Low yields in large developed economies spur a shift of East Asia liabilities into foreign currency

“Low interest rates on major currencies provide an incentive for firms to substitute foreign currency credit, mostly dollar-denominated, for local currency credit…expectations of currency appreciation provide a further incentive in the form of potential capital losses on liabilities.”

“Taking [China, Hong Kong, and South Korea], the region’s foreign currency credit extension has grown faster than regional foreign currency deposits. As a result, it is becoming more dependent on the global interbank market to provide dollars, as Korea has long been.”

“Dollar and other foreign currency (mostly Hong Kong dollar) loans have long been a feature of the Chinese banking system, but they have been growing very rapidly in recent quarters… Taking a longer view, since bottoming out in March 2009, foreign currency loans booked in China and loans extended cross-border to non-banks in China by BIS-reporting banks have grown very rapidly. In particular, they have more than tripled in four years, rising from $270 billion to a conservatively estimated $880 billion in March 2013.”

“As a result of such rapid growth, local foreign currency and cross-border loans are rising as a share of overall loans…In particular, the share rose from around 7% to 8% before the crisis, only to fall to 5.3% in March 2009 in response to the global dollar shortage and the domestic policy response to expand credit to fund investment. Since then, the share of foreign currency and cross-border loans has risen to at least 8.5%, the highest proportion over the ten years of data.”

“A credit device that recalls arrangements that led to cross-currency swaps has allowed US dollar credit extended in Hong Kong to China-related firms to become some of the most rapidly growing credit in the world. According to the Hong Kong Monetary Authority (HKMA), firms in China can use deposits in domestic banks to secure letters of credit from Chinese banks in Hong Kong. These are then drawn down in US dollars.
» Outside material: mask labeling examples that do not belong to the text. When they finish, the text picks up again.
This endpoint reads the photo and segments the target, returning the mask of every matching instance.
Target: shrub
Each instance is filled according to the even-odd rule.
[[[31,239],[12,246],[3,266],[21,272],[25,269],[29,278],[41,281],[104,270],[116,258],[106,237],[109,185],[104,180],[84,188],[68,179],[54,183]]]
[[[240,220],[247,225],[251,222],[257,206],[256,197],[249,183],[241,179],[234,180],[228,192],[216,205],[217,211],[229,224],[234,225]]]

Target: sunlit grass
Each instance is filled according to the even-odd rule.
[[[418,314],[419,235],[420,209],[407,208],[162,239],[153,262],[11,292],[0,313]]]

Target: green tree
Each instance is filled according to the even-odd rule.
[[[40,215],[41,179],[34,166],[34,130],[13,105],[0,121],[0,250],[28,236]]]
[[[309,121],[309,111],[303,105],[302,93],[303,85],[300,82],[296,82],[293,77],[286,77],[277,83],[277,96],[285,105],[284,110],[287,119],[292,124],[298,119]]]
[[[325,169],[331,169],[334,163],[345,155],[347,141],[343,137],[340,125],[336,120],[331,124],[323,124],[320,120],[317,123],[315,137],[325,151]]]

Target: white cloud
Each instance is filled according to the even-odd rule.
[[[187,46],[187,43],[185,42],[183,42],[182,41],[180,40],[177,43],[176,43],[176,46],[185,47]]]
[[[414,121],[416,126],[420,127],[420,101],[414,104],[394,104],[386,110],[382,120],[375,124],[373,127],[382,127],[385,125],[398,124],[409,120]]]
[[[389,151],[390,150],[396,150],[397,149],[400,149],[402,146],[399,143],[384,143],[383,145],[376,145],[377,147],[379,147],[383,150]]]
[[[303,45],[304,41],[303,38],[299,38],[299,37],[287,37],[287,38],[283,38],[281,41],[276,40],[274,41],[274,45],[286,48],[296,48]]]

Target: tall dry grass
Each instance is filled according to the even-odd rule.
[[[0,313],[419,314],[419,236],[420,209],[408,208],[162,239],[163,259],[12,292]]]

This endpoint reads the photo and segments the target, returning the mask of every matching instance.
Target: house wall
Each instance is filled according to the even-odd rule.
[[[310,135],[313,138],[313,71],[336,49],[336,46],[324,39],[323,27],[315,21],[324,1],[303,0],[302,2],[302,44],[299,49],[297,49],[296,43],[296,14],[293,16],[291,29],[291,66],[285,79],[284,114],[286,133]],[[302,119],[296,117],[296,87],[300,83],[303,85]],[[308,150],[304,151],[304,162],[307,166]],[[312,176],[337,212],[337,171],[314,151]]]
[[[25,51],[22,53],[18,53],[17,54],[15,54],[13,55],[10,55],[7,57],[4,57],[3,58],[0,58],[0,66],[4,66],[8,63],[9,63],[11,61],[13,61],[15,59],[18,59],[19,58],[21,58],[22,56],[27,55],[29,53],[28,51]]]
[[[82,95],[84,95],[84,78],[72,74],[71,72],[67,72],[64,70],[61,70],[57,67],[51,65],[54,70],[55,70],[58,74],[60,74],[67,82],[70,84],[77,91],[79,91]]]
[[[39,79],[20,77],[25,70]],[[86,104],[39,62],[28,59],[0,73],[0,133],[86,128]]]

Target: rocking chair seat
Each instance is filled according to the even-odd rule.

Corporate liquidity in the home currency is transformed into borrowing power in foreign currency… Taken together, HKMA and BIS data show very rapid growth of foreign currency credit booked in Hong Kong as well as extended to Hong Kong nonbanks from outside the territory.”

“In the case of Korea, foreign currency credit is extended not only by banks in Korea and by banks outside of Korea. In addition, banks in Korea extend dollar credit, or perhaps more accurately, convert won credit to dollar credit, when they buy dollars forward from Korean exporters… Many discussions of this phenomenon do not recognise that a Korean firm that sells dollars forward is essentially redenominating its debt from won to dollars. A transaction that would be in many ways similar would be for the same firm to sell a dollar bond… Where do the dollars come from in the case of Korea? The high ratio of foreign currency loans to deposits means that the dollars come from outside Korea. This is all the more so if the net won assets of foreign banks are included in the definition of foreign currency loans.”

“We find that policy in [China, Hong Kong, and South Korea] leans against the common low external rates in the direction of raising the cost of dollar credit above global levels. In other words, policy tends to resist cheap foreign currency credit and thereby to impede the transmission of global impulses. Thus we add a new policy dimension to the paradox of dollars being abundant and cheap at their source and scarce and sometimes expensive in the rest of the world.”

Rapid growth in international bond issuance

“BIS data show rapid growth in outstanding international debt securities of issuers ultimately owned by firms in China, Hong Kong and Korea. In China, outstanding foreign currency bonds have more than doubled in the three years from Q1 2010 to Q1 2013, albeit from a low base. Such bonds have grown by about 40% over that period for firms of Hong Kong or Korean parentage, and have reached respectively a quarter and a half of the [foreign currency] bank loans.”